Gamble shoved the shell into the bottom of the shotgun’s receiver.
“You’ll have to wait to do that,” the boy said, and all the while Gamble was stuffing more shells into the gun. “There’s a law about carrying loaded guns in the city limits. Just wait and I’ll write up your ticket and we’ll settle up.”
Gamble worked the pump, producing that bone-chilling sound again, then pushed one last shell into the bottom of the receiver.
“You want to live?”
The boy nodded.
“Then we are settled up.”
Gamble cradled the shotgun in the crook of his right arm and used his left hand to scoop up more of the bright red shells and shove them into the pockets of his dusty black coat.
“Jesus, mister,” the clerk said.
“Jesus has nothing to do with it,” Gamble said.
The whiteness came in on him hard just then, and he closed his eyes. His legs were numb and he felt himself sinking toward the floor. Then he heard shouting outside, and he pulled himself upright, and roughly uncorked the brown bottle. He pulled the bandanna from his neck, sprinkled some ammonia over it, then brought it toward his nose. The fumes seared his nostrils and brought the world back, fast and hard.

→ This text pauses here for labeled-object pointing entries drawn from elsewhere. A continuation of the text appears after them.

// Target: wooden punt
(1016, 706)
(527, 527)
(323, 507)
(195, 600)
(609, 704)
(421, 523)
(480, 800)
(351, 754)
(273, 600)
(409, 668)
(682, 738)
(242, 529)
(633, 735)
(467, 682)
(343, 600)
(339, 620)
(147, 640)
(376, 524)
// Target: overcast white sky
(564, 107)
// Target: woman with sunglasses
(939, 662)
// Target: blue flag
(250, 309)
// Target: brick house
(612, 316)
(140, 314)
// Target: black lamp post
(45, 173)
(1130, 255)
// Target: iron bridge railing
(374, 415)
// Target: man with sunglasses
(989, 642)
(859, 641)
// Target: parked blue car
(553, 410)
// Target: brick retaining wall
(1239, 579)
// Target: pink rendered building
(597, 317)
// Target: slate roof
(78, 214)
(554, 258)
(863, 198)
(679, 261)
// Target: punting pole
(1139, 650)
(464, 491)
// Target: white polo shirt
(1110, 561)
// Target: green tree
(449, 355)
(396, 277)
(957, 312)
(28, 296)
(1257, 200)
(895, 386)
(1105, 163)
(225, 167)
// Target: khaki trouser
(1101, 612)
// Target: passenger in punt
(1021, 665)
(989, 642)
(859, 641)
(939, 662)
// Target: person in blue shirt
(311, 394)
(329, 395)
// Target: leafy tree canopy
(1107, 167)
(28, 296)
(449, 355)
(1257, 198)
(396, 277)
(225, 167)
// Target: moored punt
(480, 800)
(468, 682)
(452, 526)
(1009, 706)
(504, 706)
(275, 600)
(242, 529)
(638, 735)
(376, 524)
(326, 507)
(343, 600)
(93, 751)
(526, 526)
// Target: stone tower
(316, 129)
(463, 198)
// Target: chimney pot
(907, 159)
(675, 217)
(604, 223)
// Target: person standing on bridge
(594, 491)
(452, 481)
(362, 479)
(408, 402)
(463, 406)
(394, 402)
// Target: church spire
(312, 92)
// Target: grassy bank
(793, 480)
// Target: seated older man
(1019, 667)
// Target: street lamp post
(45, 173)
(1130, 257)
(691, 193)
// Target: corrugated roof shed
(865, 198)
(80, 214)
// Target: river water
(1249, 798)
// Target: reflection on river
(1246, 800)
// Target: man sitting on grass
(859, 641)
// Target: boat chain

“You’d better get down, because it’s going to be raining lead in about thirty seconds,” Gamble said.
“You the law?”
“Not by a damned sight.”
“Then you’re ...”
“An outlaw.”
“A wicked man,” the boy said, grinning.
Some would say that, Gamble thought.
“How many men have you killed?”
TWO
Gamble hadn’t kept count of how many men he had killed. But they all had it coming, he reckoned, one way or another. Among the last was an opium peddler by the name of Lester Burns in Sumner County, Kansas. The killing had earned Gamble a price on his head from the district court there, and he’d been dogged from the state line by a quartet of bounty-hunting German cousins. For six weeks, they had chased him south along Hell’s Fringe—the jagged border between the Indian nations and Oklahoma Territory—in an episodic gun battle that zigzagged across the winter landscape.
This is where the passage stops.